Animal Farm is an allegorical and dystopian novella by George Orwell, first published in England on August 17, 1945. According to Orwell, the book reflects events leading up to the Russian Revolution of 1917 and then on into the Stalinist era of the Soviet Union. Orwell, a democratic socialist, was a critic of Joseph Stalin and hostile to Moscow-directed Stalinism, an attitude critically shaped by his experiences during the Spanish Civil War. The Soviet Union, he believed, became a brutal dictatorship, built upon a cult of personality and enforced by a reign of terror. In a letter to Yvonne Davet, Orwell described Animal Farm as a satirical tale against Stalin, and in his essay “Why I Write” (1946), wrote Animal Farm was the first book he tried with full consciousness of what he was doing “to fuse political purpose and artistic purpose into one whole.”

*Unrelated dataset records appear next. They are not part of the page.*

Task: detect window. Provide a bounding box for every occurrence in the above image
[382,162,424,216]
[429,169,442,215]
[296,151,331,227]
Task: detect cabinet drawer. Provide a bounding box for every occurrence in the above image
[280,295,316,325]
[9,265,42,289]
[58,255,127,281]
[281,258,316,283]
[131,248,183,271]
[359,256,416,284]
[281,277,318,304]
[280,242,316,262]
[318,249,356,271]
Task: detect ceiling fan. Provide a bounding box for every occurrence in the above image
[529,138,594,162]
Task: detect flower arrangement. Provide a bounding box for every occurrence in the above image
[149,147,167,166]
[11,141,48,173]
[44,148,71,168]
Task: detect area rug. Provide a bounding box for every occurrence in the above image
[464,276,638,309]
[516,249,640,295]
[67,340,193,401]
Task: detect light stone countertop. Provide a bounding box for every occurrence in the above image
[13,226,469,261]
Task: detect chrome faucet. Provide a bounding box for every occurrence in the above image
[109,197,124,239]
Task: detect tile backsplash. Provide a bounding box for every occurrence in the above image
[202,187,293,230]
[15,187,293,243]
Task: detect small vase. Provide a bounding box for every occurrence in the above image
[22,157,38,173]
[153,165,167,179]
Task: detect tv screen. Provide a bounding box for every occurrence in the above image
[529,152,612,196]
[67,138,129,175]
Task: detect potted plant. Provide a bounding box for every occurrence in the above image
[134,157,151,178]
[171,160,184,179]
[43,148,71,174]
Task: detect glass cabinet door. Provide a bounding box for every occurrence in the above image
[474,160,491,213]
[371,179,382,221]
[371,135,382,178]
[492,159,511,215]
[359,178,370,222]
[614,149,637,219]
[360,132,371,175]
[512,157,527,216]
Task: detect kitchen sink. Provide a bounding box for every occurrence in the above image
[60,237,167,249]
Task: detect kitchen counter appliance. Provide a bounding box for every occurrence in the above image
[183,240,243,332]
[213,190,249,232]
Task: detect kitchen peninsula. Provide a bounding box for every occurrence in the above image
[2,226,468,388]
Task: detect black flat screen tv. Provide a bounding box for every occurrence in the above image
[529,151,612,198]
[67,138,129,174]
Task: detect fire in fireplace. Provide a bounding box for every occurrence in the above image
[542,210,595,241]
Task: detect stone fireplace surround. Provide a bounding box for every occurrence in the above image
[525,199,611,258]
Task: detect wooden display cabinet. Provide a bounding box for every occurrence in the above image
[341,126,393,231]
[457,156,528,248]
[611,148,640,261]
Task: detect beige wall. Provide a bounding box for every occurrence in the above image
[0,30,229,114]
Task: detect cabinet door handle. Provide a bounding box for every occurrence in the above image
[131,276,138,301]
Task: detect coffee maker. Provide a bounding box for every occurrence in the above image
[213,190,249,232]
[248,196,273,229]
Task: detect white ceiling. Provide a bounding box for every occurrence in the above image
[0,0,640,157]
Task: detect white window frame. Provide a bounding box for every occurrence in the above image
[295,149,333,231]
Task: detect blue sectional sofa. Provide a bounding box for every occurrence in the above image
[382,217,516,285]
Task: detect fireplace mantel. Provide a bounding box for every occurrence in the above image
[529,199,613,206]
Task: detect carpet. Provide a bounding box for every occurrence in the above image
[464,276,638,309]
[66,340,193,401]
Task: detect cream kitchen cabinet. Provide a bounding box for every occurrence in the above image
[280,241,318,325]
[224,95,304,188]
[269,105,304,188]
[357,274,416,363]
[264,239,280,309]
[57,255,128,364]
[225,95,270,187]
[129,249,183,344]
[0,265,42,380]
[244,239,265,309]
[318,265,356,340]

     The original title was Animal Farm: A Fairy Story; U.S. publishers dropped the subtitle when they published it in 1946, and only one of the translations during Orwell’s lifetime kept it. Other titular variations include subtitles such as “A Satire” and “A Contemporary Satire.”

Wednesday, July 20, 2016

Nineteen Eighty-Four

Nineteen Eighty-Four, often published as 1984, is a dystopian novel by English author George Orwell published in 1949. The novel is set in Airstrip One (formerly known as Great Britain), a province of the superstate Oceania in a world of perpetual war, omnipresent government surveillance, and public manipulation, dictated by a political system euphemistically named English Socialism (or “Ingsoc” in the government’s invented language, Newspeak), under the control of a privileged elite of the Inner Party, persecuting individualism and independent thinking known as “thoughtcrimes.”

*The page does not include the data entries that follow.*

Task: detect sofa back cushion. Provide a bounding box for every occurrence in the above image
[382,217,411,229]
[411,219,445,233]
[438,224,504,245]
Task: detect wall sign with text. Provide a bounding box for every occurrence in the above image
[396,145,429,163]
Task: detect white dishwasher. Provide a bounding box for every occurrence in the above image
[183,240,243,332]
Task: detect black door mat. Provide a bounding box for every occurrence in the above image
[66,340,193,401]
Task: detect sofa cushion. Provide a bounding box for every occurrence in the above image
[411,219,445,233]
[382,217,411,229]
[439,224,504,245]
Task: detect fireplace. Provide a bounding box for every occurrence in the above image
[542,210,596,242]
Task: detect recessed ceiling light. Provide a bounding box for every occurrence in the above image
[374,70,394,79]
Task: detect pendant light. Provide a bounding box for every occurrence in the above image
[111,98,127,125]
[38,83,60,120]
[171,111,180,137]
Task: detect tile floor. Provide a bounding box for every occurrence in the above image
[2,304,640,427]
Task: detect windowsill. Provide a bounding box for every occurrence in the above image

     The tyranny is epitomized by Big Brother, the Party leader who enjoys an intense cult of personality but who may not even exist. The Party “seeks power entirely for its own sake. It is not interested in the good of others; it is interested solely in power.” The protagonist of the novel, Winston Smith, is a member of the Outer Party, who works for the Ministry of Truth (or Minitrue in Newspeak), responsible for propaganda and historical revisionism. His job is to rewrite past newspaper articles, so the historical record always supports the party line. The instructions the workers receive specify the corrections as fixing misquotations and never as what they really are: forgeries and falsifications. A large part of the ministry also actively destroys all edited documents not containing the revisions; in this way, proof does not exist how the government is lying. Smith is a diligent and skillful worker but secretly hates the Party and dreams of rebellion against Big Brother.